½-lb. cold minced mutton.
¼-lb. finely chopped mushrooms.
1 teaspoonful chopped parsley.
Salt and pepper.
2-oz. bread crumbs.
¼-pint gravy.
2 eggs.
1 teaspoonful anchovy essence.
Put the meat, crumbs, parsley and seasonings in a basin, mix well and add beaten eggs. Put into well buttered castle pudding tins, cover with buttered paper, and steam ½ hour. Turn out and serve with a brown or tomato sauce. Any cold meat may be used this way.
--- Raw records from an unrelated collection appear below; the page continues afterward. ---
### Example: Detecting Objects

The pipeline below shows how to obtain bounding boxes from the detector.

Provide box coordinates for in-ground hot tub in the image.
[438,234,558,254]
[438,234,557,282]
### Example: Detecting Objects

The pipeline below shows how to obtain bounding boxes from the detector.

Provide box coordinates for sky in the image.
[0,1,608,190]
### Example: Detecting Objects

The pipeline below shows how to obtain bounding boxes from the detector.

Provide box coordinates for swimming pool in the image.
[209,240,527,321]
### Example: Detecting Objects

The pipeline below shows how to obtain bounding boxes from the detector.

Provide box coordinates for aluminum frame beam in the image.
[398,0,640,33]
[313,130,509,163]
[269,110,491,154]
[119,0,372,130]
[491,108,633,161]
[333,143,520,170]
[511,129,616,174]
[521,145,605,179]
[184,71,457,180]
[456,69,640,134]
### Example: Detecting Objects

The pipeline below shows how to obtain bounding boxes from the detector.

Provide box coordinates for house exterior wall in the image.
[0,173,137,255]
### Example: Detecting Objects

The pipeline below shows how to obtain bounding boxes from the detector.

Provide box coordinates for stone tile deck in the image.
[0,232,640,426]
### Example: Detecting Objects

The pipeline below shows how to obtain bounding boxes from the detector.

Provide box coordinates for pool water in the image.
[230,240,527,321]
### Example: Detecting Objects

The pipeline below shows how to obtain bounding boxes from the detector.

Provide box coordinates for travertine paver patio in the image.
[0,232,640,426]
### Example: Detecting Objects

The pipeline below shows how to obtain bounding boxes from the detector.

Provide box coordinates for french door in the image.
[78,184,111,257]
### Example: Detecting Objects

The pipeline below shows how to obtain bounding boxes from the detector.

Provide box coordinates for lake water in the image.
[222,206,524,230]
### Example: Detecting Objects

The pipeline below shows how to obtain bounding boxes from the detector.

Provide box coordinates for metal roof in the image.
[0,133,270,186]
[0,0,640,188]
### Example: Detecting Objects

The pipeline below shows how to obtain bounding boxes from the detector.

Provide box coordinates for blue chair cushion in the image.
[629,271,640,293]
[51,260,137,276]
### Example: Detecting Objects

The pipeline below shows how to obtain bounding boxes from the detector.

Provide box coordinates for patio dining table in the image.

10. Rolled Steak with Potatoes.
About 2-lbs. (sufficient for five persons) of lean, thick beefsteak. Cut in thin slices and roll each piece up with the fat in the middle. Place in a large dish and add pepper and salt. Fill up with cold water and put in the oven for 2 hours. If the gravy boils away, fill up with boiling water. Place whole, pared potatoes on the top one hour before the dinner is wanted. Bake the potatoes brown. Serve in the dish.
11. Salad Dressing.
The yolk of 1 egg, a little mustard and salt, 1 teaspoonful sugar, 1 tablespoonful cream, and a little vinegar.
12. Cabbage Balls.
Mince some cold cabbage finely, mix with an equal part of bread crumbs, season with pepper and salt, and bind with the beaten egg. Form into large sized balls, roll in flour, and fry in boiling fat. Drain on paper, sprinkle with salt, pile in a pyramid, and serve hot, with gravy.
13. Cheese Croquettes.
2-oz. grated cheese, mixed with some cold mashed potatoes, season with pepper and salt, and add about 2-oz. bread crumbs. Mix with half of a beaten egg, and form into balls. Dip them in rest of egg, and fry in boiling fat or bake in a tin with dripping in the oven. Serve hot.